Rethinking Inductive Biases for Surface Normal Estimation
Official implementation of the paper
Rethinking Inductive Biases for Surface Normal Estimation \
CVPR 2024 [oral] \
Gwangbin Bae and Andrew J. Davison \
[paper.pdf]
[arXiv]
[youtube]
[project page]
Abstract
Despite the growing demand for accurate surface normal estimation models, existing methods use general-purpose dense prediction models, adopting the same inductive biases as other tasks. In this paper, we discuss the inductive biases needed for surface normal estimation and propose to (1) utilize the per-pixel ray direction and (2) encode the relationship between neighboring surface normals by learning their relative rotation. The proposed method can generate crisp — yet, piecewise smooth — predictions for challenging in-the-wild images of arbitrary resolution and aspect ratio. Compared to a recent ViT-based state-of-the-art model, our method shows a stronger generalization ability, despite being trained on an orders of magnitude smaller dataset.
Getting started
We provide the instructions in four steps (click "▸" to expand). For example, if you just want to test DSINE on some images, you can stop after Step 1. This would minimize the amount of installation/downloading.
Step 1. Test DSINE on some images (requires minimal dependencies)

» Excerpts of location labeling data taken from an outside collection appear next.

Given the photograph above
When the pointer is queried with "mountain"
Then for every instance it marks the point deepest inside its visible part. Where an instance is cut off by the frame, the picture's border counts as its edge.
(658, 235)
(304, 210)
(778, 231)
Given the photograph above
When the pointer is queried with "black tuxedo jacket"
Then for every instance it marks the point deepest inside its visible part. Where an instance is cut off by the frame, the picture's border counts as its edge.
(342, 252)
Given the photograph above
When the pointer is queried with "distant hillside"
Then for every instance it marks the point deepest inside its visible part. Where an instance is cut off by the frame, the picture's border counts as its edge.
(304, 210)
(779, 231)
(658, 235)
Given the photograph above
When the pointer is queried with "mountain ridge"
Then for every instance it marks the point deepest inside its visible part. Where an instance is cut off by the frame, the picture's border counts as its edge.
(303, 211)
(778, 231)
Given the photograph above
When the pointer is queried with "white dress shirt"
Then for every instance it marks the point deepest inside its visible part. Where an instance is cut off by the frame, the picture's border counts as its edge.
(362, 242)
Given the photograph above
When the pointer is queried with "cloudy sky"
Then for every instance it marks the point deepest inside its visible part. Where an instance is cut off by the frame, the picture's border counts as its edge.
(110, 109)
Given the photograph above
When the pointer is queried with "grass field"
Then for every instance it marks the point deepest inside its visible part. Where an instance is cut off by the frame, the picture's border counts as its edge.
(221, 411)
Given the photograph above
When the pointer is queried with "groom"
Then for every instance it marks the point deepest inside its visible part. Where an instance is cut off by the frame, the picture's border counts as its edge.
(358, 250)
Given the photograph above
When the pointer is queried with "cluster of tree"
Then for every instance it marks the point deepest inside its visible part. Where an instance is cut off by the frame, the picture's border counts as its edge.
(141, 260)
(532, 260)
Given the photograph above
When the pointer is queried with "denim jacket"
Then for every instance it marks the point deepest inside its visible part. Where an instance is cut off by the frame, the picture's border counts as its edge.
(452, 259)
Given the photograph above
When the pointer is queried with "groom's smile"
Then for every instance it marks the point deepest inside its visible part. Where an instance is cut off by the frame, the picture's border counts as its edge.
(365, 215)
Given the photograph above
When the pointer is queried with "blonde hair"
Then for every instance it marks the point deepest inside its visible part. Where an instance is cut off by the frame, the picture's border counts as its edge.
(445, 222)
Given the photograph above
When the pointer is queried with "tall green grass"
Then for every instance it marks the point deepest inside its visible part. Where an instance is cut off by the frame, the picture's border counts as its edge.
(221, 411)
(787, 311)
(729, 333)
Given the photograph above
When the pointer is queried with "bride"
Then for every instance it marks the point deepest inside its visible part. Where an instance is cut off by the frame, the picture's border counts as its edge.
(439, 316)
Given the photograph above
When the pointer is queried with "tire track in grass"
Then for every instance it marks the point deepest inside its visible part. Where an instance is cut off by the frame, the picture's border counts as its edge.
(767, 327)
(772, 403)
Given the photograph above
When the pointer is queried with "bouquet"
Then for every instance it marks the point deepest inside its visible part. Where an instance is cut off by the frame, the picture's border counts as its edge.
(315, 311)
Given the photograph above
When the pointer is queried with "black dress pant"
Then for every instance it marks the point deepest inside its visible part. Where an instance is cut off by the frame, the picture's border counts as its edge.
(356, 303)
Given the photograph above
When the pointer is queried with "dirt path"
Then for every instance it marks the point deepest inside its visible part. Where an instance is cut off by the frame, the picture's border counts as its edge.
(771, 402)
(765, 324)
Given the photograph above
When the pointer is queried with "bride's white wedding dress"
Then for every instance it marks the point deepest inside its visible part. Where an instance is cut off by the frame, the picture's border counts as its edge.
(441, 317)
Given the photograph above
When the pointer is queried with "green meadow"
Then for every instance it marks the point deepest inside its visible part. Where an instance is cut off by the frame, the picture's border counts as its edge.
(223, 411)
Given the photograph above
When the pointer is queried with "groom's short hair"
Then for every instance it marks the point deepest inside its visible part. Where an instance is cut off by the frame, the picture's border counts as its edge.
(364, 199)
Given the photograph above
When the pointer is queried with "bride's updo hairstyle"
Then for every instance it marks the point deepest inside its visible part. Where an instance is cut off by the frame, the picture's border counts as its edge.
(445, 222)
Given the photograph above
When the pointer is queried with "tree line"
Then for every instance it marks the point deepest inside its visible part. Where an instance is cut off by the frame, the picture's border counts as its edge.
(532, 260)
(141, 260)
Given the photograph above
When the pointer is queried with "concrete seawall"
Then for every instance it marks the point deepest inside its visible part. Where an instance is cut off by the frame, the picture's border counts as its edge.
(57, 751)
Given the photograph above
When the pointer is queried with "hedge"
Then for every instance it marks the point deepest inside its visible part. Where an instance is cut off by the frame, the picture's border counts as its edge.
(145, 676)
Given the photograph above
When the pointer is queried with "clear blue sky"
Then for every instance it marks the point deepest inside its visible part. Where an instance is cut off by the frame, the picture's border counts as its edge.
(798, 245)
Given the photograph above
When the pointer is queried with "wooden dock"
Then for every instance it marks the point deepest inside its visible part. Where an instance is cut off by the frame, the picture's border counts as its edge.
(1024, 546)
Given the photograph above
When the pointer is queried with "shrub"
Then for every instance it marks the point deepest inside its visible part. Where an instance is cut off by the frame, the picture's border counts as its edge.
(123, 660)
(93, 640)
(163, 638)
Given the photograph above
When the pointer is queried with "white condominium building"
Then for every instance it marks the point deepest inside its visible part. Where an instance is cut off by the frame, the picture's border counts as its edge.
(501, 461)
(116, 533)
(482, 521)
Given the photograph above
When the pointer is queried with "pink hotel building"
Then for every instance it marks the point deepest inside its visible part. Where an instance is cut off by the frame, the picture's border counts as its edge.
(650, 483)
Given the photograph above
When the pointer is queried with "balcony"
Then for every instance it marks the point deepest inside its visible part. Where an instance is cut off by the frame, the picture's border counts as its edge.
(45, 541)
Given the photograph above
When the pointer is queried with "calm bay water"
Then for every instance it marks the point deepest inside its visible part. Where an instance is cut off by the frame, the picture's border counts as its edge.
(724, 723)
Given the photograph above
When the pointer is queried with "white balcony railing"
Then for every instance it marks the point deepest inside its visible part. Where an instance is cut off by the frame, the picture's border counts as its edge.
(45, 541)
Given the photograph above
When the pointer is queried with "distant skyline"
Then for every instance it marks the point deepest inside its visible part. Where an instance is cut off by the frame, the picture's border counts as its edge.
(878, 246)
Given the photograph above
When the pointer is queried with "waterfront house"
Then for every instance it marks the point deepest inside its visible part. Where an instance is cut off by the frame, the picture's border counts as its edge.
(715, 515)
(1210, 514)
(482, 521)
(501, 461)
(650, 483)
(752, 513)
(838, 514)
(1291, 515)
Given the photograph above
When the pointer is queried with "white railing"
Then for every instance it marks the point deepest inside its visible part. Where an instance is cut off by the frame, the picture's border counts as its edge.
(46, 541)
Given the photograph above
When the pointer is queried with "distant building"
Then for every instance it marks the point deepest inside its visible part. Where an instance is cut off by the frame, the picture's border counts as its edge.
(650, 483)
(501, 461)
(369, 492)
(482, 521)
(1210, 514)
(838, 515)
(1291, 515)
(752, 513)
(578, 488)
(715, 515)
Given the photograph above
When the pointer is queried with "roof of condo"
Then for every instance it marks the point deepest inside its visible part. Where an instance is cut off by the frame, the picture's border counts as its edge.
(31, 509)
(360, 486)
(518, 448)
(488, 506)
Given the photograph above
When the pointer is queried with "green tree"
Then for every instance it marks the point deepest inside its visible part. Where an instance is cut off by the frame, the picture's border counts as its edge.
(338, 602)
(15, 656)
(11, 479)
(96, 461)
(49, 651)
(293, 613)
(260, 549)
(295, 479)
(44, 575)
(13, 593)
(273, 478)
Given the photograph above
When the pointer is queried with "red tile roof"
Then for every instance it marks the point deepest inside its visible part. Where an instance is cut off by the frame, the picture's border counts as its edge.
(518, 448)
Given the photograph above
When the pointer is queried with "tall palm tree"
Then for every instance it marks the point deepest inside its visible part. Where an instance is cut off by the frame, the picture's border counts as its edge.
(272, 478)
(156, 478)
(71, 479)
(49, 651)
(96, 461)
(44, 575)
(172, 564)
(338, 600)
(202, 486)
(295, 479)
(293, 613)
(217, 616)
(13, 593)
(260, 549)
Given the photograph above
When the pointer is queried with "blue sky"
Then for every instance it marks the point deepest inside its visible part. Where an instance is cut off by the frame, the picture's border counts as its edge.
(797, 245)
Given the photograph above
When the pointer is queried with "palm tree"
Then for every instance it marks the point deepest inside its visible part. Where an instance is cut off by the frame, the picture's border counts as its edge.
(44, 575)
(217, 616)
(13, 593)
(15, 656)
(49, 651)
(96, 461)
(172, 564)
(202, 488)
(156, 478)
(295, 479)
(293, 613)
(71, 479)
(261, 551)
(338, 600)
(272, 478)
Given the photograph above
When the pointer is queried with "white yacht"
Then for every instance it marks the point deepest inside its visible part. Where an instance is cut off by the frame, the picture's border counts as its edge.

Start by installing dependencies.
```
conda create --name DSINE python=3.10
conda activate DSINE
conda install pytorch torchvision torchaudio pytorch-cuda=12.1 -c pytorch -c nvidia
python -m pip install geffnet
```
Then, download the model weights from this link and save it under `projects/dsine/checkpoints/`. Note that it should maintain the same folder structure as the google drive. For example, `checkpoints/exp001_cvpr2024/dsine.pt` (in google drive) is our best model. It should be saved as `projects/dsine/checkpoints/exp001_cvpr2024/dsine.pt`. The corresponding config file is `projects/dsine/experiments/exp001_cvpr2024/dsine.txt`.
The models under `checkpoints/exp002_kappa/` (in google drive) are the ones that can also estimate uncertainty.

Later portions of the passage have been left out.